DataDog / dd-trace-java

Datadog APM client for Java
https://docs.datadoghq.com/tracing/languages/java
Apache License 2.0
583 stars 290 forks source link

SegFault when running dd-trace-java on GraalVM (native) #2463

Open nicolas-vivot opened 3 years ago

nicolas-vivot commented 3 years ago

I recently moved from Spring Boot to Quarkus, using dd-trace-api and dd-trace-ot to have tracing with datadog inside my application without the java agent. (i'm using instrumentation package from the open tracing community instead)

When i run in JVM mode, i have no problem. But when it comes to the native mode running on GraalVM, i faced Segmentation Fault errors after a while. This happens when managing traces to send to the datadog agent.

Here is the stack trace: image

Have ever compiled and run the datadog libraries (the core & ot module) on GraalVM ? Do you support it ? Do you have an idea where the problem is ?

In addition, at build time, Quarkus complains about the usage of these classes (which seems to be the cause on the stack trace) and that it cannot substitute image

Any help would be appreciated. That's the last problem i have to have dd-trace working with quarkus on GraalVM. I was thinking to create a Quarkus extension after that if everything works well to offer this to the community. So you would definitely benefit from that as well since i'm not the only one interested in Quarkus migration and having datadog for the tracing.

PS: i know that i can also pass by open telemetry, but this project is still young, especially on Quarkus there is no official extension yet for that, plus your datadog exporter for the open telemetry agent is not yet capable of handling logs, which would force to run both the datadog agent & the open telemetry collector on our kubernetes clusters - waste of resources.

richardstartin commented 3 years ago

Hi @nicolas-vivot, thanks for the detailed report.

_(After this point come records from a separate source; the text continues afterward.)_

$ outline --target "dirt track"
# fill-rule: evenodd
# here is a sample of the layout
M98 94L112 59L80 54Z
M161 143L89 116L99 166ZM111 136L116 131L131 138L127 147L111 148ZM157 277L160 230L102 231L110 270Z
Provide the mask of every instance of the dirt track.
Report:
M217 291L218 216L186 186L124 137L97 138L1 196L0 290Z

Currently we test the agent on lots of JVMs, but not on any GraalVM. We will look into what's required to run correctly on GraalVM. Since this seems to be originating in one of our dependencies, the resolution may be easy, but I can't promise anything until we're testing against GraalVM.

charliegracie commented 3 years ago

Hi @nicolas-vivot. I took a quick look at creating a Graal Native image for an application that uses dd-trace-ot and dd-trace-api. I can reproduce the "warnings" during the generation of a native application. I believe those warnings are likely the cause of the segmentation faults you are seeing. I have not been able to reproduce a segmentation fault at this point but I may not be stressing the right area in my simple test case. Do you have a reproducible test case? What version of GraalVM are you using?

nicolas-vivot commented 3 years ago

Hi @charliegracie

I'm using version 21.0.0 Java 11

I don't have a reproducer project yet, let me set this up today and i will provide it here.

nicolas-vivot commented 3 years ago

@charliegracie

You can find a reproducer here : https://github.com/nicolas-vivot/datadog-trace-java-graalvm-segfault-reproducer

charliegracie commented 3 years ago

Hi @nicolas-vivot. I was not able to reproduce the crash with the test case. I ran the test with Postman 100,000s of times. My assumption is it is likely based on timing or architecture. The warnings printed about JCTools code during Graal Native generation could cause this type of issue. I forked the reproducer and created a test patch to verify that if the warnings in JCTools are resolved that the crash goes away. Would you be able to test it?

My repo is here: https://github.com/charliegracie/datadog-trace-java-graalvm-segfault-reproducer

The branch is: crash_fix

This test is not complete but it should make the program functionally correct. If this resolves the issue I will work to figure out the proper way to resolve this issue.

nicolas-vivot commented 3 years ago

Hi @charliegracie

It's strange you could not reproduce it. I can reproduce 100% of time within a few tests only (within the firsts 100 requests usually) If i remember well, the problem is happening when or after processing the second queue. You might not reach that use case when trying to reproduce it (?)

Anyway, your substitution fixes the problem. With your version i do not reproduce it anymore (i ran dozens of thousand requests)

Good to know you will fix it directly on the sources. I'm also going to include the substitution on my quarkus dd-trace-java extension until the fix is released.

Thank you very much for your help !

VishGov commented 1 year ago

Hi team, is there any progress on running datadog agents with native images?